Sam Spade unraveled the mystery of the Maltese Falcon. Now his nonfictional alter ego is snooping into a real treasure-gone-missing caper: the Maltese moon rock.

Only about the size of a pea, the dull-gray specimen was plucked from the lunar surface by Apollo astronauts, embedded in a clear acrylic ball, and given to Malta. Last month, the acrylic ball and rare rock inside it disappeared from its display in a Mdina museum.

Malta's lunar larceny fits a global trend, some experts say. In 1973, President Nixon gave nearly identical moon-rock fragments as "goodwill" gifts to 135 nations. Today nobody, including NASA, seems to know the exact whereabouts of most of those fingernail-sized samples.

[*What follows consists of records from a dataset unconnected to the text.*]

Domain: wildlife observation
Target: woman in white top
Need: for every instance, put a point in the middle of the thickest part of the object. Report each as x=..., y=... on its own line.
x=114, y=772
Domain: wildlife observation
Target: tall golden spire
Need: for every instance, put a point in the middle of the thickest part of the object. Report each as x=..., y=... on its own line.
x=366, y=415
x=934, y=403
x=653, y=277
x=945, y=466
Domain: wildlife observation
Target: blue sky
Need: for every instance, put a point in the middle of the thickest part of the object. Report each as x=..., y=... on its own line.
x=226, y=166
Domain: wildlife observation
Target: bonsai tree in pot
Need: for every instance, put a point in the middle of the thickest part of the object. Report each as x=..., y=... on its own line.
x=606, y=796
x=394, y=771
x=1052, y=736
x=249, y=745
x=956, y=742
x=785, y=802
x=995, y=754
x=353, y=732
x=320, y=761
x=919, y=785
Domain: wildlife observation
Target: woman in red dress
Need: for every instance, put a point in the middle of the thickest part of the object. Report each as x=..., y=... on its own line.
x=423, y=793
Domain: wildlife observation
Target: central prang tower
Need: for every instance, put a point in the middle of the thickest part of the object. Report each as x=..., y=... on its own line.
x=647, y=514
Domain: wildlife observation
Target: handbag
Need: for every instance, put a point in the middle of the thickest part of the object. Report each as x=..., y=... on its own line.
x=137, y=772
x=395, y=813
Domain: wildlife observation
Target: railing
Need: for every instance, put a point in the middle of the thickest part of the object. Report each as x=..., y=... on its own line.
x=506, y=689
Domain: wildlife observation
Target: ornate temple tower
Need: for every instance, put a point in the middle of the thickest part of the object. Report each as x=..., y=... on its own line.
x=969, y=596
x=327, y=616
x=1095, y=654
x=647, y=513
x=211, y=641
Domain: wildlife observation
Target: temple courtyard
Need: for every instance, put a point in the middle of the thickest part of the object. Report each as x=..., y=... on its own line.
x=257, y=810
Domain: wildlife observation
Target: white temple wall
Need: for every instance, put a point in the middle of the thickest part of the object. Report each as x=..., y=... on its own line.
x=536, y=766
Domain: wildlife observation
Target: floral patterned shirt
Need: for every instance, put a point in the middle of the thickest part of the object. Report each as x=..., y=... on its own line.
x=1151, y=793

They could be in a museum display or a dictator's desk drawer or, as in Canada, gathering dust in a museum storage room. And they're extremely valuable - potentially worth millions of dollars each.

And the Malta theft has reignited interest in moon rocks, observers say, as has the coming 35th anniversary of the first moon landing on July 20 - along with a sizzling market for space collectibles overall.

"I would not be surprised if half of those 135 moon rocks have been stolen, or lost, or are now in a position where they could be stolen," says Joseph Gutheinz, a former investigator for NASA's Office of Inspector General. "I've been contacting museums around the world, and I'm not having responses I would have expected. There's no real sense that any but a few of these moon rocks can be accounted for."

From con men to strongmen, college students to collectors, many have sought to buy, sell, or steal a piece of the moon. Mr. Gutheinz, who retired in 2000 from NASA,has been involved in investigating several moon-rock capers - and knows details about even more.

In 2002, three NASA interns stole a 600-pound safe with reportedly about 3.5 ounces of moon rocks inside, valued at tens of millions of dollars. The college students tried to hawk the rocks over the Internet, but were reported to authorities. All were tried and convicted, says Gutheinz, who was not on that case.

But Gutheinz did investigate the case of another goodwill moon rock that went missing from Honduras in the early 1990s. It resurfaced in 1998 while Gutheinz was running a sting operation dubbed "Operation Lunar Eclipse" to ferret out fakes. A United States citizen tried to sell a moon rock in its acrylic shell complete with plaque for $5 million. Unfortunately for him, the "buyer" turned out to be Gutheinz in his undercover role, posing as a rich collector. The rock was seized by federal agents and returned to Honduras.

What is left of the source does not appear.